1. A method for managing a shutdown of a boiler comprising: providing a duct, providing at least a heat exchanging component; wherein the at least a heat exchanging component includes: tubed heat exchanging surfaces within the duct, headers outside the duct, the headers being connected to the tubed heat exchanging surfaces, the headers and the tubed heat exchanging surfaces containing steam; regulating the temperature of the headers during shut down to a target temperature that is a function of the expected temperature for the steam moving from the tubed heat exchanging surfaces into the headers at a starting up following the shutdown; and wherein regulating the temperature of the headers includes maintaining a steam flow through the headers after shutdown of the firing system by maintaining a steam circulation from the tubed heat exchange surfaces connected to the respective headers and through said headers.

2. The method according to claim 1 further comprising: providing a high pressure bypass control valve downstream of the at least a heat exchanging component, configured such that maintaining a flow through the headers includes maintaining a steam flow through the high pressure bypass control valve.
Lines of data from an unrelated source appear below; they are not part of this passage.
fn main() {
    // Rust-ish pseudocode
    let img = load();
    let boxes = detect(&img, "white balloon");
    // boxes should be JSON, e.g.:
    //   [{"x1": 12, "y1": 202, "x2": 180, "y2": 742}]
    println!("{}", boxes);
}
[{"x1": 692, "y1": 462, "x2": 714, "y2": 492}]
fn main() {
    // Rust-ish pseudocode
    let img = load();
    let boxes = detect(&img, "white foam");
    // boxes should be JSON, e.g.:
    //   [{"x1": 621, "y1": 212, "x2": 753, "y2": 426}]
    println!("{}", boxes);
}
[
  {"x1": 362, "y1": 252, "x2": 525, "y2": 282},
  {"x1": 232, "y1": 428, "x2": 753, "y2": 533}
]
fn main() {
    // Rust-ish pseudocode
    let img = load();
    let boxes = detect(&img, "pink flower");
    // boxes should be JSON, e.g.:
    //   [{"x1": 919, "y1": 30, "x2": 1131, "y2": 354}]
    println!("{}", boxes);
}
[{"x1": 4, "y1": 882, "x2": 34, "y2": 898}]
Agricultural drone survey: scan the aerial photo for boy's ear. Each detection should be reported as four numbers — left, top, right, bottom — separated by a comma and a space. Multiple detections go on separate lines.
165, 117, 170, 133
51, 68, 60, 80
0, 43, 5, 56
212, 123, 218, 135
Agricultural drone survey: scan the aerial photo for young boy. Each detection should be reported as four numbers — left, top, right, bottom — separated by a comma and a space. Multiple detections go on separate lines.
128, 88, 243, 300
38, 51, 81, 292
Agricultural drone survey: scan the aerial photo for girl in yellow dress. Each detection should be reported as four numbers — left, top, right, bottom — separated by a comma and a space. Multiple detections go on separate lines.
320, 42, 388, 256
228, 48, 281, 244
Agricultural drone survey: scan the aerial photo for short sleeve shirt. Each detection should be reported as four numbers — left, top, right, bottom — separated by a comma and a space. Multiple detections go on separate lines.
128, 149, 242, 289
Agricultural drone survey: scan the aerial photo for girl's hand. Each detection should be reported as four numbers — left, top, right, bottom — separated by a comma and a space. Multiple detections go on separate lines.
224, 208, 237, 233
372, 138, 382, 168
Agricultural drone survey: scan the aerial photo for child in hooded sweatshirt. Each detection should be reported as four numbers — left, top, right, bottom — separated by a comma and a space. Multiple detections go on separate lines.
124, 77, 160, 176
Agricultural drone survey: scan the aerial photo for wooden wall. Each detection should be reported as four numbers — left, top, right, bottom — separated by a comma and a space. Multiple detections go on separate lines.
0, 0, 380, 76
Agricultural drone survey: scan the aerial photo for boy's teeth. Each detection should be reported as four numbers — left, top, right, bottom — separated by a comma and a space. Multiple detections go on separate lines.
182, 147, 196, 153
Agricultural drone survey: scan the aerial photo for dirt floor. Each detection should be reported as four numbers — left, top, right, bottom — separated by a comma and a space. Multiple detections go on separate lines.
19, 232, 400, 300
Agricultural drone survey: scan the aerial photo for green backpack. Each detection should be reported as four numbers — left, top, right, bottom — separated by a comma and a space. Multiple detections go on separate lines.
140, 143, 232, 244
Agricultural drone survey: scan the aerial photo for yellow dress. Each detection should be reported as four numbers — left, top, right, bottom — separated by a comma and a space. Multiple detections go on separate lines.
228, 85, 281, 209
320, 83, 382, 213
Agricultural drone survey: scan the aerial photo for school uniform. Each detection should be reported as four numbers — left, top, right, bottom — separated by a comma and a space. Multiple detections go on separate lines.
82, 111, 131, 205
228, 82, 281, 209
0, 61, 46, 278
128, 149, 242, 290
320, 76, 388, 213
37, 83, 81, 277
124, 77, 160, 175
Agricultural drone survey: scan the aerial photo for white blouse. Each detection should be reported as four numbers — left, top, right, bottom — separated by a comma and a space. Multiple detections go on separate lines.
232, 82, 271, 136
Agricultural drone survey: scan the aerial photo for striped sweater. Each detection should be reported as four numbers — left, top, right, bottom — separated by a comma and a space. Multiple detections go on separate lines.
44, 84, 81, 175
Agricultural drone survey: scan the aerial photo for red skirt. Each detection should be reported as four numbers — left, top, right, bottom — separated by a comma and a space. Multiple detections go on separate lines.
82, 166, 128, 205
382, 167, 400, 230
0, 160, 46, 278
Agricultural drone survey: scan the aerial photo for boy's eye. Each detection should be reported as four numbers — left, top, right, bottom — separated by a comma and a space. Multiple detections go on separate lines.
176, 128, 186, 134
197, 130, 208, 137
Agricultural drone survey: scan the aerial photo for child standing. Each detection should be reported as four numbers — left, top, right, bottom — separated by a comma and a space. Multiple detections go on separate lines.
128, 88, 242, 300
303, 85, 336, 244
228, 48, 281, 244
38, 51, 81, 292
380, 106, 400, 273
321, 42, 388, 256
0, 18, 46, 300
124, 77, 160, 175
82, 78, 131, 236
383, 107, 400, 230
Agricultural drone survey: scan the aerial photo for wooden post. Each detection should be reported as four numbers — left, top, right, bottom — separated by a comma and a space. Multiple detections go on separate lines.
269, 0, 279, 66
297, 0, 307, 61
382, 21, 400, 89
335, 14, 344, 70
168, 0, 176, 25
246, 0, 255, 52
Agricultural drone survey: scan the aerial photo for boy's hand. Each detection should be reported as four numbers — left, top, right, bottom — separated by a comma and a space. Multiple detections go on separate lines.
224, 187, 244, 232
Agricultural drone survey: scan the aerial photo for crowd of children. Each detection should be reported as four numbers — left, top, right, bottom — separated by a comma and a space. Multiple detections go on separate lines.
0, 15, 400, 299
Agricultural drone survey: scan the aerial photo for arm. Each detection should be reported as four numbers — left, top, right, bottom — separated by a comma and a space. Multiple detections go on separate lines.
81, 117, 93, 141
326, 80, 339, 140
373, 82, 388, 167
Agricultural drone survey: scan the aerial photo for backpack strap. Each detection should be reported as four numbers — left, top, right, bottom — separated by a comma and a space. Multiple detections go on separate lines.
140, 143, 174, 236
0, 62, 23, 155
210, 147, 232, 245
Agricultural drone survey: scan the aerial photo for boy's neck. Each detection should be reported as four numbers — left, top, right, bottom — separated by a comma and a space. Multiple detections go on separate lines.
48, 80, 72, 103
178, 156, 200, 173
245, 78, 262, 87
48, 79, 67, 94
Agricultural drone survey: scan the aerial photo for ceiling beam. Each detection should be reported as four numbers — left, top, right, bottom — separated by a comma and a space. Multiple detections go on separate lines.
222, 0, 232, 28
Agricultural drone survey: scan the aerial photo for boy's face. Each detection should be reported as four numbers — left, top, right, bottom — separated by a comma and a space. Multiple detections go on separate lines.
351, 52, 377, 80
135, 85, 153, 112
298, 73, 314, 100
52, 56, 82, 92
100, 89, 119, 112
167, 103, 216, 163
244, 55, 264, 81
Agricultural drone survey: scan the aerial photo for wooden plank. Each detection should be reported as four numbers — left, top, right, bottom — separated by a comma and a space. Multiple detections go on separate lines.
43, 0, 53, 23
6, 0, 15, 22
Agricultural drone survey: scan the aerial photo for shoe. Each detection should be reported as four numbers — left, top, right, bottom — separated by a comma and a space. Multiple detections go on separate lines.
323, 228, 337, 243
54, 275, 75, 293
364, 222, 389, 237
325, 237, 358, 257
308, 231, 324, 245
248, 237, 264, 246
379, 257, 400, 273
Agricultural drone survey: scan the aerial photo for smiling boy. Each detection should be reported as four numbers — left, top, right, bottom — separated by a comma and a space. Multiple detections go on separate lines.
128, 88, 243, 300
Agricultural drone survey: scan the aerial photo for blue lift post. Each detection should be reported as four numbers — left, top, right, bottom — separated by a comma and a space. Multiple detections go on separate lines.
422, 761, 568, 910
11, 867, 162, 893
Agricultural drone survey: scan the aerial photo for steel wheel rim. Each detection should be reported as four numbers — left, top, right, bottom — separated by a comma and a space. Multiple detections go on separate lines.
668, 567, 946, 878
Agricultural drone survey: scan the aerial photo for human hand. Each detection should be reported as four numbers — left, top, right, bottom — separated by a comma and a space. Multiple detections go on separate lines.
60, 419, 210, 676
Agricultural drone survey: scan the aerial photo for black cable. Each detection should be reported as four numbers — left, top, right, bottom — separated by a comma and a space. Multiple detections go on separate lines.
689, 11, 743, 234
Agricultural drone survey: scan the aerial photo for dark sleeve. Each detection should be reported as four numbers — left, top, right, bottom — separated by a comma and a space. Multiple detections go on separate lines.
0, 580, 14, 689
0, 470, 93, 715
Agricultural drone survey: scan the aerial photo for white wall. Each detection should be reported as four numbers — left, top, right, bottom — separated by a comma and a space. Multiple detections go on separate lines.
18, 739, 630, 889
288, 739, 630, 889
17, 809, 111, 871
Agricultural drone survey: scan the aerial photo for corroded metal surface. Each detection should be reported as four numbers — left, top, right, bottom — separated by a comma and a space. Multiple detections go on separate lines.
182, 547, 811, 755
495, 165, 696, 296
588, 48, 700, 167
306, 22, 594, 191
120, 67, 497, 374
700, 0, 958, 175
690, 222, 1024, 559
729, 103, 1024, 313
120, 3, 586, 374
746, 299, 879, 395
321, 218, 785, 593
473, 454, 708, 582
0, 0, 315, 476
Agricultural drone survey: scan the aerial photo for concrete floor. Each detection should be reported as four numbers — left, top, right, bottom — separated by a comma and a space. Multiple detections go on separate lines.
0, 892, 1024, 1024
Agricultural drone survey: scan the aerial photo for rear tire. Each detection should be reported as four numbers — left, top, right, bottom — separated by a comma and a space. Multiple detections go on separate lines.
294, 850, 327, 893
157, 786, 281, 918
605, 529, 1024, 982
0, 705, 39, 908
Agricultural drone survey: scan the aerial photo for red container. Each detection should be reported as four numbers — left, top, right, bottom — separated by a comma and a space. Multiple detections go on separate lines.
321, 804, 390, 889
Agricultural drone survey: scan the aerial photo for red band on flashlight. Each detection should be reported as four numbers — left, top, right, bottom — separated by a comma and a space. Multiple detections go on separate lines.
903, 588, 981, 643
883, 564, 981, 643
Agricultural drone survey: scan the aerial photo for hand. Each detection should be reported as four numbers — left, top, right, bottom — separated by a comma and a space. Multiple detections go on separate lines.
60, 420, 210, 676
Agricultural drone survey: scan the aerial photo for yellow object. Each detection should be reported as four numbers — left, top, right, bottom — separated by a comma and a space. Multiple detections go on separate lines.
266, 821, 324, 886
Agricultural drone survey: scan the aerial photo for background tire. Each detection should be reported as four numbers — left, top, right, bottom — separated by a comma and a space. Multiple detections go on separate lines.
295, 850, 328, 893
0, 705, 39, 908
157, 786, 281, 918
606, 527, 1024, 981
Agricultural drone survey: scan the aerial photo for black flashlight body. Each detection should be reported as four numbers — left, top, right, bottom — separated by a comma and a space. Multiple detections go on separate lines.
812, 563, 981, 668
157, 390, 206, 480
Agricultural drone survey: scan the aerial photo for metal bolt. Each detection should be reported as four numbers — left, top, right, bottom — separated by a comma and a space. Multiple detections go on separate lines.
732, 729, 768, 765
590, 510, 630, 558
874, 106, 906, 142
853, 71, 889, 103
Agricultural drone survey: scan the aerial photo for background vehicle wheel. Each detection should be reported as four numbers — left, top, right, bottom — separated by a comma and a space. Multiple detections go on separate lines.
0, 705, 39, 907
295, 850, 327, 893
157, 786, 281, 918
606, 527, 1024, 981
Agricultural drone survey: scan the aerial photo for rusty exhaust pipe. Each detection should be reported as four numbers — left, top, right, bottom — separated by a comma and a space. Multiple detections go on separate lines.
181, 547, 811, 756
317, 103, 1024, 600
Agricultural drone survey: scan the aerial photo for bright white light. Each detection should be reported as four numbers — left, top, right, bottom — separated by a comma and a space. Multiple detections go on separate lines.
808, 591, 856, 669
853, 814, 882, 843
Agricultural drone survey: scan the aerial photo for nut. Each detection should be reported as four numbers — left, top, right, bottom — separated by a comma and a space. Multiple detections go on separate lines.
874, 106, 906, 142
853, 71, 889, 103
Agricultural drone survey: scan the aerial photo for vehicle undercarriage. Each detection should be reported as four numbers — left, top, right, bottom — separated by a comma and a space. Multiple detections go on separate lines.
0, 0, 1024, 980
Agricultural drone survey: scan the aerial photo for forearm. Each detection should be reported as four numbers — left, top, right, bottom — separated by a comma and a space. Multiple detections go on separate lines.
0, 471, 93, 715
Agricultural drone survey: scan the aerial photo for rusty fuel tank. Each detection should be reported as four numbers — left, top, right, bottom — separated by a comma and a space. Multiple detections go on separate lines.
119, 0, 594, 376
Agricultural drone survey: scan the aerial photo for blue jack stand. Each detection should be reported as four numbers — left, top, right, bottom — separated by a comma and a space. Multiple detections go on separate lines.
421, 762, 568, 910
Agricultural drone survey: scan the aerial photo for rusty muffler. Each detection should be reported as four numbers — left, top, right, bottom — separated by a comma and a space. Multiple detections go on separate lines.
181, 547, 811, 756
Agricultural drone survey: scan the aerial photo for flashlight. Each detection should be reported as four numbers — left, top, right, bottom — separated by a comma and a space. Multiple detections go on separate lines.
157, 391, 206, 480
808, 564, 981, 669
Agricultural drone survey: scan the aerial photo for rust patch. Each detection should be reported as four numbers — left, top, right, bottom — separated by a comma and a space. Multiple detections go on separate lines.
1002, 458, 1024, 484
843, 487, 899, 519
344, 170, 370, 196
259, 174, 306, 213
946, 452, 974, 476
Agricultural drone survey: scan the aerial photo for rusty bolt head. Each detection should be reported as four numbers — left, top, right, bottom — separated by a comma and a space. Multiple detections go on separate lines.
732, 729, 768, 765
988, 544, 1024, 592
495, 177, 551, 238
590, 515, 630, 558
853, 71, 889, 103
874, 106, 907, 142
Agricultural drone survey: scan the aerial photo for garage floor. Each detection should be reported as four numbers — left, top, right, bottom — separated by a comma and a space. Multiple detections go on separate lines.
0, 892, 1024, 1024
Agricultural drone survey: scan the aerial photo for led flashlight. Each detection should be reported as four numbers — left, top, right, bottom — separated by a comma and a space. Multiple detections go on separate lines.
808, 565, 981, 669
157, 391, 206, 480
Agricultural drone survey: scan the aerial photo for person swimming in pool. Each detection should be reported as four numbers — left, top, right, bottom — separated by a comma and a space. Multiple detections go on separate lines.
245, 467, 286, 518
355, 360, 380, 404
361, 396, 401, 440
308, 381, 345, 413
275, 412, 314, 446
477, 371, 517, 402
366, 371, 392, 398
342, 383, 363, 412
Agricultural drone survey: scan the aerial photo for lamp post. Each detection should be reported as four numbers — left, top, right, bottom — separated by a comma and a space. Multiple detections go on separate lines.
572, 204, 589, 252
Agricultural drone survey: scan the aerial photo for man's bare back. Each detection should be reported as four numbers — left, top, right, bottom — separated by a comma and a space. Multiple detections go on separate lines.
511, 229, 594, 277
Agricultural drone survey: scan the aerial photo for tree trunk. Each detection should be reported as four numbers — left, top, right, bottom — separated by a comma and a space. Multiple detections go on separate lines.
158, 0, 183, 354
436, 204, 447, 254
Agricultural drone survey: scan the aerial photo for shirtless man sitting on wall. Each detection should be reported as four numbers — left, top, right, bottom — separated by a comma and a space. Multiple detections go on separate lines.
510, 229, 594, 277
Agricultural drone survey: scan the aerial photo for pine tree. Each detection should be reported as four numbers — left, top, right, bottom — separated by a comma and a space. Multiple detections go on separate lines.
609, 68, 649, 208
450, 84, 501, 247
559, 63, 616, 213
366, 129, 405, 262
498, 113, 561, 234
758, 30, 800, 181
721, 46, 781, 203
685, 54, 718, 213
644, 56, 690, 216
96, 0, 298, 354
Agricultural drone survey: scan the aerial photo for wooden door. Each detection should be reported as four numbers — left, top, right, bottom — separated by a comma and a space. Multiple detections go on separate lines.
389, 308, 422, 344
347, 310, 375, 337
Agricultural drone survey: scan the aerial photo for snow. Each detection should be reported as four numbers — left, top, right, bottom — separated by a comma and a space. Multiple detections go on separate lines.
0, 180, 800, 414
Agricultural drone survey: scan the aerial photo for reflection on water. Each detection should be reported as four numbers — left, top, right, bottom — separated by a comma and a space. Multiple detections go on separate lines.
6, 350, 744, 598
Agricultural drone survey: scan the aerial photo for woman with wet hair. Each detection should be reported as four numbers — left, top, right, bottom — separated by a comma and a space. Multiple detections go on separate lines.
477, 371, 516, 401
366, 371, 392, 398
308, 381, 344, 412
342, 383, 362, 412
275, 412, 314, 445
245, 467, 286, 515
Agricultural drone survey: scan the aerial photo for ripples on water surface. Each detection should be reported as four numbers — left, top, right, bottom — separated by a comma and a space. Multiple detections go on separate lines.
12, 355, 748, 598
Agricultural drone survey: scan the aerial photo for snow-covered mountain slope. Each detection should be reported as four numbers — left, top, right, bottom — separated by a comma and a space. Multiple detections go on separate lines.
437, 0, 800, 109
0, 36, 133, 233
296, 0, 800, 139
3. The method according to claim 2 further comprising: wherein the heat exchanging component is a superheater and the high pressure bypass control valve is downstream of the superheater.

4. The method according to claim 1 further comprising: maintaining a gas flow within the duct during shutdown.

5. The method of claim 4 further comprising: wherein the boiler includes a fan for gas circulation through the duct, configured such that maintaining a gas flow includes operating the fan.

6. The method of claim 5 further comprising: wherein operating the fan includes operating the fan at minimum load.

7. The method of claim 6 further comprising: wherein operating the fan includes operating the fan at less than 10% of its nominal mass flow.

8. The method according to claim 1 further comprising: regulating the pressure within the boiler during shutdown or before shutdown.

9. The method of claim 4 further comprising: wherein the boiler further comprises one or more high pressure bypass control valves downstream of a superheater and/or one or more low pressure by-pass control valves downstream of the reheater, configured such that regulating the pressure includes regulating the high pressure bypass control valves and/or the low pressure by-pass control valves.

10. The method according to claim 8 further comprising: wherein the boiler further comprises an economizer, configured such that regulating the pressure includes circulating water through the economizer and evaporating at least partly water passing through the economizer.

11. The method according to claim 10 further comprising: wherein regulating the pressure further includes circulating air through the duct.

12. The method of claim 11 further comprising: wherein the boiler includes a fan for gas circulation through the duct, configured such that circulating air includes operating the fan.

13. The method according to claim 1 further comprising: wherein the target temperature is the expected temperature for the steam moving from the tubed heat exchanging surfaces into the headers or a temperature lower than the expected temperature.

Description

BRIEF DESCRIPTION OF THE DRAWINGS

(1) Further characteristics and advantages will be more apparent from the description of a preferred but non-exclusive embodiment of the method, described with reference to the non-limiting accompanying drawings, in which:

(2) FIG. 1 is a schematic view of a boiler.

DETAILED DESCRIPTION

(3) In the following reference to the boiler of FIG. 1 is made.

(4) The method can be applied to any boiler also different from the one shown. For example the walls 3 can extend up to the top of the boiler (i.e. they can define the duct 12 and house the tubed coils or tubed panels 16). The walls can either be completely used as evaporator or can be divided in evaporator (lower part) and superheater (upper part). In addition the evaporator can have a different structure than the tubed walls 3.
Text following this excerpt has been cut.